Minor league baseball falls victim to the pandemic

Oh, brother …

This story saddens me at a level I never thought I would experience. It comes from The Associated Press and it portends a grim short-term future for minor league baseball across a nation that is caught in the grip of the coronavirus pandemic.

Listen up, my friends in Amarillo, you fans of the Sod Poodles who had hoped to be flocking to Hodgetown — the city’s shiny new ballpark —  to cheer on the defending Texas League champions.

AP reports that minor league baseball experienced a 2.6 percent attendance increase in 2019. Minor league ball had more than 40 million fans for the 15th straight season, according to AP.

The 2020 season hasn’t started.

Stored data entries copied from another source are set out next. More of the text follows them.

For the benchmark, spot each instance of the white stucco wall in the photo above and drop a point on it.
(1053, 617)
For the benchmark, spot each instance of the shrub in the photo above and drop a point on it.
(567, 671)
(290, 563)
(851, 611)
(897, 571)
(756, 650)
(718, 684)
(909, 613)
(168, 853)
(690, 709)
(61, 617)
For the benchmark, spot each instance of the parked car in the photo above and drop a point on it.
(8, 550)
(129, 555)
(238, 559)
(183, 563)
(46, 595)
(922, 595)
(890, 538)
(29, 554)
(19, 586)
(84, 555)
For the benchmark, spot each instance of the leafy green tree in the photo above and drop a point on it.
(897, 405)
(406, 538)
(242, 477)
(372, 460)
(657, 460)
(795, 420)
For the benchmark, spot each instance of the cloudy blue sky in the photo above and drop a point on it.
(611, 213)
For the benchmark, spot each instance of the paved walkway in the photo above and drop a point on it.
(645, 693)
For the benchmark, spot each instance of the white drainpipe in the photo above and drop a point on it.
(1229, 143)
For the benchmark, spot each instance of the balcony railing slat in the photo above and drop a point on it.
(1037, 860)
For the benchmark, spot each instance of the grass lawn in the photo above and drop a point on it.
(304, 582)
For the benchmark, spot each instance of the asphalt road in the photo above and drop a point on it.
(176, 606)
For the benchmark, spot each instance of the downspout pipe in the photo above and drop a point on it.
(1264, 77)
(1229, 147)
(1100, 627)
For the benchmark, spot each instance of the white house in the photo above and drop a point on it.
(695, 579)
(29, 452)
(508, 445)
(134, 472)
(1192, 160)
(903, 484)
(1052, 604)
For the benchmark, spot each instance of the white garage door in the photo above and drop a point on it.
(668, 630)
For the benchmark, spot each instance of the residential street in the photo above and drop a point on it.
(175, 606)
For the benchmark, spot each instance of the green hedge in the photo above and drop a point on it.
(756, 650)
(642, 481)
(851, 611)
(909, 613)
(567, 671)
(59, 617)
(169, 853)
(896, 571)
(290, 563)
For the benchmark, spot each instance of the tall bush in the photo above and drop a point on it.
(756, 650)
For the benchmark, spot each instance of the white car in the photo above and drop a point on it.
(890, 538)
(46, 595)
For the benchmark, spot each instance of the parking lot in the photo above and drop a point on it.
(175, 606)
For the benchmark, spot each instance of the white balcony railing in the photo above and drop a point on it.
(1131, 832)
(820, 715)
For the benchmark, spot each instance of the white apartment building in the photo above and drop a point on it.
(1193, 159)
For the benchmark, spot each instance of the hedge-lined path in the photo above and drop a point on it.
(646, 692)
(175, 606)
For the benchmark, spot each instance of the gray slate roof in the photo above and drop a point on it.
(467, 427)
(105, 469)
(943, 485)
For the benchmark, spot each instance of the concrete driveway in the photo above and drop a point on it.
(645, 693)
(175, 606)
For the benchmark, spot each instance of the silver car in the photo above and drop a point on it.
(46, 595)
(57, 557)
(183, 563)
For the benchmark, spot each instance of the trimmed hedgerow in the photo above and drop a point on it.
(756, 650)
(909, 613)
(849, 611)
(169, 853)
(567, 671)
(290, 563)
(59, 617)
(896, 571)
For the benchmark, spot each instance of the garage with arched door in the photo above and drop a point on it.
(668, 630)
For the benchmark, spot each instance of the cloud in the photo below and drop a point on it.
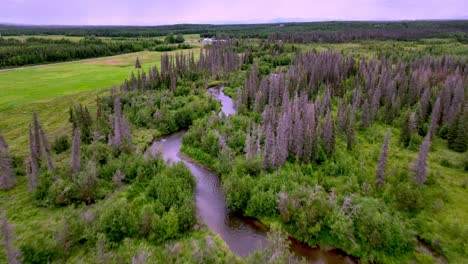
(152, 12)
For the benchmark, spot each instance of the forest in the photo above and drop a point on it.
(361, 152)
(37, 50)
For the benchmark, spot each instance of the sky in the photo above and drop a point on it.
(164, 12)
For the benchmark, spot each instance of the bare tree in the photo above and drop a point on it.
(8, 235)
(420, 164)
(383, 160)
(7, 175)
(137, 63)
(75, 161)
(328, 134)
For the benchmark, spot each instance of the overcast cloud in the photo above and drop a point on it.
(157, 12)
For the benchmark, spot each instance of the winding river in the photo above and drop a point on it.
(242, 235)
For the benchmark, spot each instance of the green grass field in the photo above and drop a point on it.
(49, 90)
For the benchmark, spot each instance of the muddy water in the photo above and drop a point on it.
(242, 235)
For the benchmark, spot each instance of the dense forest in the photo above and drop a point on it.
(36, 50)
(337, 149)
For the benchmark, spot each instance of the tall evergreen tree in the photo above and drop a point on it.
(408, 129)
(457, 134)
(33, 162)
(420, 164)
(7, 175)
(137, 63)
(81, 118)
(11, 252)
(328, 134)
(75, 161)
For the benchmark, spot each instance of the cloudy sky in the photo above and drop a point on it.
(157, 12)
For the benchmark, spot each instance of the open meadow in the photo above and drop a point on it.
(278, 142)
(50, 90)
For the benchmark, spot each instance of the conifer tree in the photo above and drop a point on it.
(383, 160)
(328, 134)
(435, 117)
(457, 134)
(420, 164)
(350, 131)
(365, 115)
(11, 252)
(75, 161)
(408, 129)
(7, 175)
(81, 118)
(137, 63)
(33, 162)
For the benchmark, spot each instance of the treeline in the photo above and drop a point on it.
(293, 152)
(155, 202)
(240, 31)
(33, 50)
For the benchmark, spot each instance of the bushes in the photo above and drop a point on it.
(118, 222)
(61, 144)
(172, 186)
(381, 232)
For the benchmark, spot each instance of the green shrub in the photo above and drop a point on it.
(118, 222)
(61, 144)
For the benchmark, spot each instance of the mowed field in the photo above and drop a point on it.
(49, 90)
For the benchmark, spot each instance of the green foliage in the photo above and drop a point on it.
(172, 186)
(118, 222)
(61, 144)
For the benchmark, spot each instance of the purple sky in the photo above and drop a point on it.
(156, 12)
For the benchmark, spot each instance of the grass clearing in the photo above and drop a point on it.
(49, 90)
(38, 83)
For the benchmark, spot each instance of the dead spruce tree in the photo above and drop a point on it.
(75, 161)
(328, 134)
(38, 150)
(420, 164)
(8, 235)
(137, 63)
(121, 132)
(383, 160)
(7, 176)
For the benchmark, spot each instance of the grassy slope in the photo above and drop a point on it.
(50, 90)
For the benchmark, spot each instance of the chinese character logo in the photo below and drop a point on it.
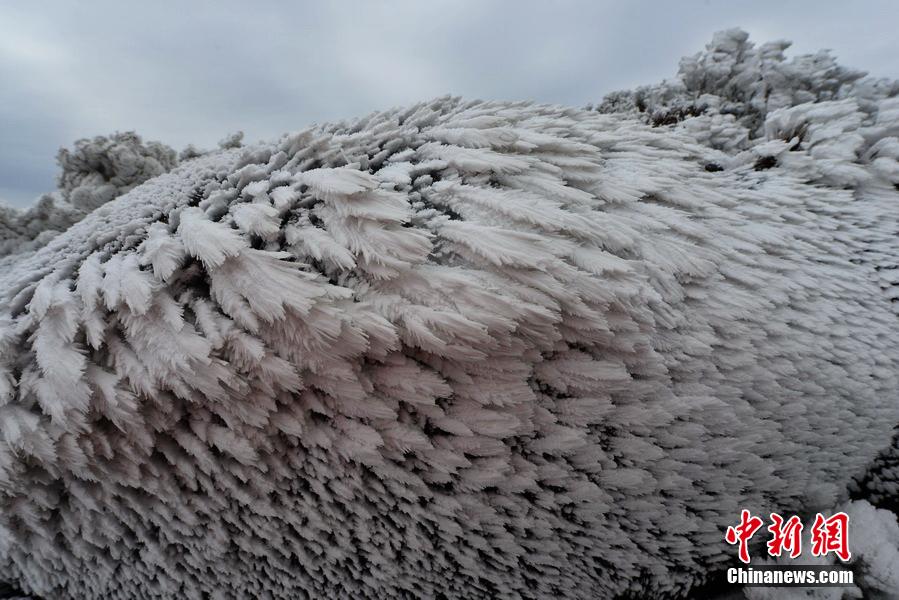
(742, 533)
(828, 535)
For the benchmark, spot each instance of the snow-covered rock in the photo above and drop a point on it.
(469, 349)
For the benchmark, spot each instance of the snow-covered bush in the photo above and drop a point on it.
(97, 170)
(462, 350)
(92, 173)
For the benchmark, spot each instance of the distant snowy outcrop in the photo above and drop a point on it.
(463, 349)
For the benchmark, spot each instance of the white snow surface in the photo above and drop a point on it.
(469, 349)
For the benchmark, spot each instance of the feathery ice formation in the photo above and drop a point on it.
(461, 350)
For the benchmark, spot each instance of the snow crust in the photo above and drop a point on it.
(470, 349)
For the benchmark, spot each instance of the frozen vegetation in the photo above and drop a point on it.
(462, 349)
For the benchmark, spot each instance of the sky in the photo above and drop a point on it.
(192, 72)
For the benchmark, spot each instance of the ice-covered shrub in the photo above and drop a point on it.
(462, 350)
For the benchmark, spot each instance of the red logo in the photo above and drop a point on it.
(828, 535)
(742, 533)
(786, 536)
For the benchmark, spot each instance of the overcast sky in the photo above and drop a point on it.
(183, 72)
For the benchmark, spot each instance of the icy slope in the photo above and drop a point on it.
(475, 349)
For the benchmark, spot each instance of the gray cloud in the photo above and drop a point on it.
(193, 71)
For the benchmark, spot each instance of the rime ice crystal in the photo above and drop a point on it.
(481, 349)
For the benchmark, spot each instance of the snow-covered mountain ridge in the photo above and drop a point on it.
(469, 349)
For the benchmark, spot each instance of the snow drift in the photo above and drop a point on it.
(462, 350)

There’s no prospect on the horizon when it will start, unlike what’s happening with Major League Baseball, where team owners and the players union are working on a schedule that would commence with no fans present in the stands. The AP reported:

While Major League Baseball tries to figure out a way to play this summer, the prospects for anything resembling a normal minor league season are increasingly bleak.

For minor league communities across the country from Albuquerque to Akron, looking forward to cheap hot dogs, fuzzy mascot hugs and Elvis theme nights, it’s a small slice of a depressing picture.

Yes, you can include Amarillo in that roster of minor league cities. Amarillo fought hard to lure the Sod Poodles from San Antonio. The team’s initial-season success in 2019 was one for the books. It was epic. The fans can’t wait for the first pitch.

Then came the COVID-19 crisis. Every single sporting league is shut down. That includes the plethora of minor leagues scattered.

When will they play ball? When will it be safe to cram fans into ballparks, sitting next to each other, allowing them to high-five and cheer when the home team scores a run or makes a spectacular play in the field?

Uhh, who in the world knows?

At this moment, it doesn’t look good. We might be in for a lost season.